With the present commercial cessation, many joint ventures face forthcoming liquidity challenges, as revenue sources dry up and operating costs stand up. As to the fact that many joint ventures do not, however, have third-party credit facilities. Instead, partners are relied upon to provide funding or additional capital contributions to the business when needed. The same has been under jeopardy in this challenging time of Corona eruption, as many parties fail to honor their contractual obligations and businesses are not running in the desired projection.
The available solutions to these issues are often collaborative and creative. Each of these decisions presents a meaningful risk for disagreement or “deadlock” among the joint venture partners that can place the existence and direction of the Joint venture in jeopardy due to a common mismatching of the vision for their business
On the other hand, many companies work with their business partners or even competitors to produce equipment needed to battle COVID-19 without anticipating the risk of antitrust and the actions for lawsuits resulting from contractual divergencies. Rather, the collaborations may be entered in good faith and structured to align with the best practices and the established judicial and regulatory guidelines. Joint venture partners should be carefully evaluating the nature and magnitude of their various capital contribution requirements to JVs. At the same time, assessing the current financial ability of the partners to determine if they will be able to satisfy their portion of the capital needed by the JV before making any commitment thereunder.
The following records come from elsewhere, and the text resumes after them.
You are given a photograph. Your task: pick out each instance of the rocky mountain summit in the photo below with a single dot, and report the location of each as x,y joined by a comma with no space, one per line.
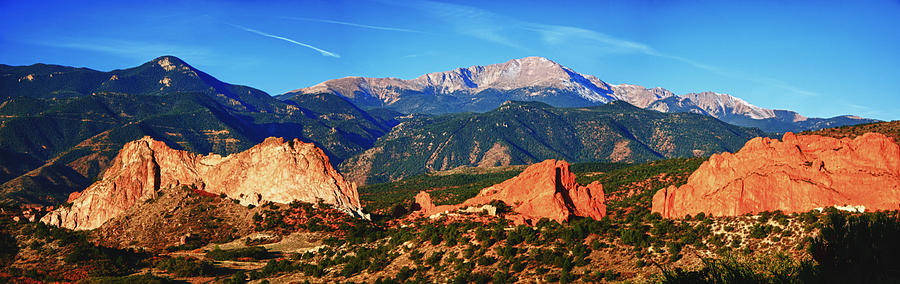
544,190
796,174
482,88
274,170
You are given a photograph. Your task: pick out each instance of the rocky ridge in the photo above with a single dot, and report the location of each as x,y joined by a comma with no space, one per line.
544,190
273,170
797,174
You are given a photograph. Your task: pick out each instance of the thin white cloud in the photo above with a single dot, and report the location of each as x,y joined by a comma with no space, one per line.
383,28
322,51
Since successful Joint ventures are founded on shared objectives. The partners’ risk/reward strategies must be aligned to ensure both derive value from the arrangement. Frequent communication is required to foster a feeling of belonging amongst employees on both sides, parties should also be aware of probable deviations in business culture and decision-making processes and deal with any issues that arise (like COVID-19) in a flexible manner.
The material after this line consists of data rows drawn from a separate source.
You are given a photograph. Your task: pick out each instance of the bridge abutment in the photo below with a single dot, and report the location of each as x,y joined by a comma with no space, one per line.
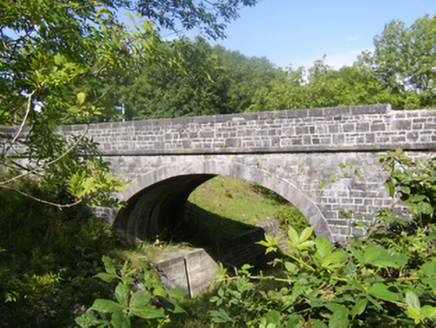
296,153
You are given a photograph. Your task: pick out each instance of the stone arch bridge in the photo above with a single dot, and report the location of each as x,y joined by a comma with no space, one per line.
290,152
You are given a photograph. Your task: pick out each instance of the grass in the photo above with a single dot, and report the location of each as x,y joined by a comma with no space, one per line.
48,258
236,199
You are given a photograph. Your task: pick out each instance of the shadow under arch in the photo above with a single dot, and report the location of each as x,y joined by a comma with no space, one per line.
156,200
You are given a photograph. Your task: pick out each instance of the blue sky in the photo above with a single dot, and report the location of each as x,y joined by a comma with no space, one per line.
298,32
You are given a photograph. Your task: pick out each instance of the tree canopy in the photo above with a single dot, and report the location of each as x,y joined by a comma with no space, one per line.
60,62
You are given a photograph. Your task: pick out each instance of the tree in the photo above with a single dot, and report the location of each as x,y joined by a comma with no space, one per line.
54,56
210,16
405,59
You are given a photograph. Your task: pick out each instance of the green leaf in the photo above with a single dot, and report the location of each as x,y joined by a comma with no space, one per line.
390,187
106,306
293,236
122,294
148,312
273,317
81,98
412,300
177,293
87,320
428,269
382,291
323,246
430,282
306,234
315,323
140,299
339,318
358,308
109,266
334,258
428,311
106,276
425,208
120,320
There is also the need for parties intending to form a venture to unanimously agree on the terms that should be clearly demarcated like duration of the venture, performance norms, and governance processes. A joint venture board should be established and agreement reached as to the scale of investment required from each party on whether the parties will extract surplus cash or reinvest it into the business, along with a potential exit strategy, are other significant considerations. This will not only save the progress to the business target but also for the protection of partner’s interests in the event there are divergencies of opinions or interests.
A Tanzanian Perspective
In Tanzania, the case is different where we have seen many joint ventures being entered to. The country has never been on lockdown and the experience of covid has not impacted much on businesses as it has to the neighboring countries.
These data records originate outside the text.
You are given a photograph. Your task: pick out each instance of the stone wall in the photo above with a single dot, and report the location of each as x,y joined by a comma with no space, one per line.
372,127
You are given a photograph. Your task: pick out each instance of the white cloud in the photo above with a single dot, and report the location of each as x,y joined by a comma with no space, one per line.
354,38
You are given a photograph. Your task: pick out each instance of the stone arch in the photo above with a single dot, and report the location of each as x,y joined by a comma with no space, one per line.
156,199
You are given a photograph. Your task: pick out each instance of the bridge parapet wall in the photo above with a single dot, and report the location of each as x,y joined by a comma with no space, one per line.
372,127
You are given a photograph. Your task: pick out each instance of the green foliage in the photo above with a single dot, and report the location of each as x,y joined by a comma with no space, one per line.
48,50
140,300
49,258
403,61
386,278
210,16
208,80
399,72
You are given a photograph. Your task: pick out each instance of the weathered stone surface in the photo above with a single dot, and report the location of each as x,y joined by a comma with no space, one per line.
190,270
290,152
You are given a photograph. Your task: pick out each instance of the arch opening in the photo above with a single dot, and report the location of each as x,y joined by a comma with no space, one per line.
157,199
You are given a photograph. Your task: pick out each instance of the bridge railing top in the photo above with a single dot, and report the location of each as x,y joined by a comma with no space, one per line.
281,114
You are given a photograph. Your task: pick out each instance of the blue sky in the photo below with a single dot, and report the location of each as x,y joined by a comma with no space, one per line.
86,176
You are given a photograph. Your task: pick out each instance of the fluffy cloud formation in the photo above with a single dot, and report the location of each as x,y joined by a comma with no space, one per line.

Regardless of the economic turmoil shaped by the pandemic leaving deep scars on the world economy, it’s no reason for businesses to forget the deep-rooted built proper practice as joint ventures have long been practiced for various reasons such as expansion, increased market share, pooling risk, sharing costs. Thus, Partners should conduct due diligence and valuation; have a defined scope of the venture, defined goals, the manner of managing both anticipatory and anticipatory risks, financial obligations and rights, liquidity rights and obligations, management and any other business commitment.